I'm not looking to get rich or anything but I do think my music is good enough to sell someplace. I just don't know how to do it. Can someone give me advice?


----------



## Huilunsoittaja (Apr 6, 2010)

You mean like old CDs and what-not, or selling actual music that you've composed, to get it out to an audience?

eBay is probably best play to sell used music.

I believe Amazon has some features that allows your products to be shown there, but your music must be reviewed/inspected so they can give rating and all that. I'm not sure how that works, but that's how Amazon sells used music CDs, LPs, etc.


----------



## brotagonist (Jul 11, 2013)

I prefer taking unwanted CDs or other physical formats to used record stores. Some book stores also have a music section. You get little cash, but a little still means you enjoyed the music for a while and got a bit of a return. You are better off taking another album (or DVD, audiobook or book) in trade. The advantage with a store is that you don't have a loss for having to acquire a cardboard envelope and pay for postage. Also, it's immediate.

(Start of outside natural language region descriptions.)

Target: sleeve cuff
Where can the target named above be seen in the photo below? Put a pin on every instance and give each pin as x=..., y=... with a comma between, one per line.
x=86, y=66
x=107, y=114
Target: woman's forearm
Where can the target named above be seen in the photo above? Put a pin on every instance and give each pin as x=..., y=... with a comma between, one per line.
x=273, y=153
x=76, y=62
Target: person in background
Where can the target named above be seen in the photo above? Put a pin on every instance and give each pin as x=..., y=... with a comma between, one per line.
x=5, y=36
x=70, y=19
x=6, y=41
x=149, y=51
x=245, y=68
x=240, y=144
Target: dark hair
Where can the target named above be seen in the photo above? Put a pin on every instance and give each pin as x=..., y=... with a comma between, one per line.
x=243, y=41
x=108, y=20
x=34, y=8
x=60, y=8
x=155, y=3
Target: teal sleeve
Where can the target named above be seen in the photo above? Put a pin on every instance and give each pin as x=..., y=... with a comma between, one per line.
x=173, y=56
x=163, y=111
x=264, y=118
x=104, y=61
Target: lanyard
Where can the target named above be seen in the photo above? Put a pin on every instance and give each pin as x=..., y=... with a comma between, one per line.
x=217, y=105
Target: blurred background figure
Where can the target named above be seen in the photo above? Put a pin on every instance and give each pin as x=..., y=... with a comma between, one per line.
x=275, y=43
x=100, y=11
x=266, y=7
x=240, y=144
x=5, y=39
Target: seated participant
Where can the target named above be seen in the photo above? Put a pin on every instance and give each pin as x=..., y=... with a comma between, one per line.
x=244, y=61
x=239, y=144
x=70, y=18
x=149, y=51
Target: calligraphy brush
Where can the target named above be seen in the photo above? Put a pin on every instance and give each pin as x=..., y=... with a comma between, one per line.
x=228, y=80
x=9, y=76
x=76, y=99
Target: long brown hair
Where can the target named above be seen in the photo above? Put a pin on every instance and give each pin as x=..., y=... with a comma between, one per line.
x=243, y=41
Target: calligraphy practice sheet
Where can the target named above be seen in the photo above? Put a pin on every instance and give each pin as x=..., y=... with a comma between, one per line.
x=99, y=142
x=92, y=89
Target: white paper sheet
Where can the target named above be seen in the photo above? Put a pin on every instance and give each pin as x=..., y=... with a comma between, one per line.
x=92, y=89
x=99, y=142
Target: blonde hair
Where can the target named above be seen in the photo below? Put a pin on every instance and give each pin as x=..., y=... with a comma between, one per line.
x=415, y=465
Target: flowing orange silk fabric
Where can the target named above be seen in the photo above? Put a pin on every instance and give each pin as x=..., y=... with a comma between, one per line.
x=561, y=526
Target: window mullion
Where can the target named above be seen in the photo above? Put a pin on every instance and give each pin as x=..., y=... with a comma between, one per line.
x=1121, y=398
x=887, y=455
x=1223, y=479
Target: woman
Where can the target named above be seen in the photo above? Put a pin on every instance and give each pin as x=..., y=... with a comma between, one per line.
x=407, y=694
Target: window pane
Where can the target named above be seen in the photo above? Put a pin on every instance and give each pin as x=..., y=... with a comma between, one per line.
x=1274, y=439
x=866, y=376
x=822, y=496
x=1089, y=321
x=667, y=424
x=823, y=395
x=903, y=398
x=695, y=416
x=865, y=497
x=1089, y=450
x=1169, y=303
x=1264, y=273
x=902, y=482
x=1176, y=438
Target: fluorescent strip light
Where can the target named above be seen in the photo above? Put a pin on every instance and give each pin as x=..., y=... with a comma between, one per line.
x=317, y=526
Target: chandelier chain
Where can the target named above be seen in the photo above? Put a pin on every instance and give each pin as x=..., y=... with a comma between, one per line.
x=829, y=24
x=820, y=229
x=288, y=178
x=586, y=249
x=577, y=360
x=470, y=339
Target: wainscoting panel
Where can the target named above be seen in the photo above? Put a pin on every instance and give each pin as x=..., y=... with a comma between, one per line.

I also have an Amazon seller's account, but I haven't used it for about a decade. I just find selling online a hassle, for the reasons given above.


----------



## Avey (Mar 5, 2013)

To start, PM me.

OK, for real, that was meant for giggles. Though, if you do post on a reputable site, I likely would be interested in viewing and potentially purchasing. Amazon is remarkably easy to access and post your personal items. Let us know!


----------



## GreenMamba (Oct 14, 2012)

What kind of music? Classical?


----------



## Triplets (Sep 4, 2014)

What is wrong with wanting to get rich by selling music? Beats foreclosing on widows and orphans


----------



## Manok (Aug 29, 2011)

Nothing's wrong with it except I don't think my music is that good. I mean music I have written not CDs.


----------



## Vasks (Dec 9, 2013)

For self-publishing either this:

http://www.sheetmusicplus.com/search?ld=13&rows=25&q=s0.&sort=top_selling

or this:

http://www.scorestreet.net


----------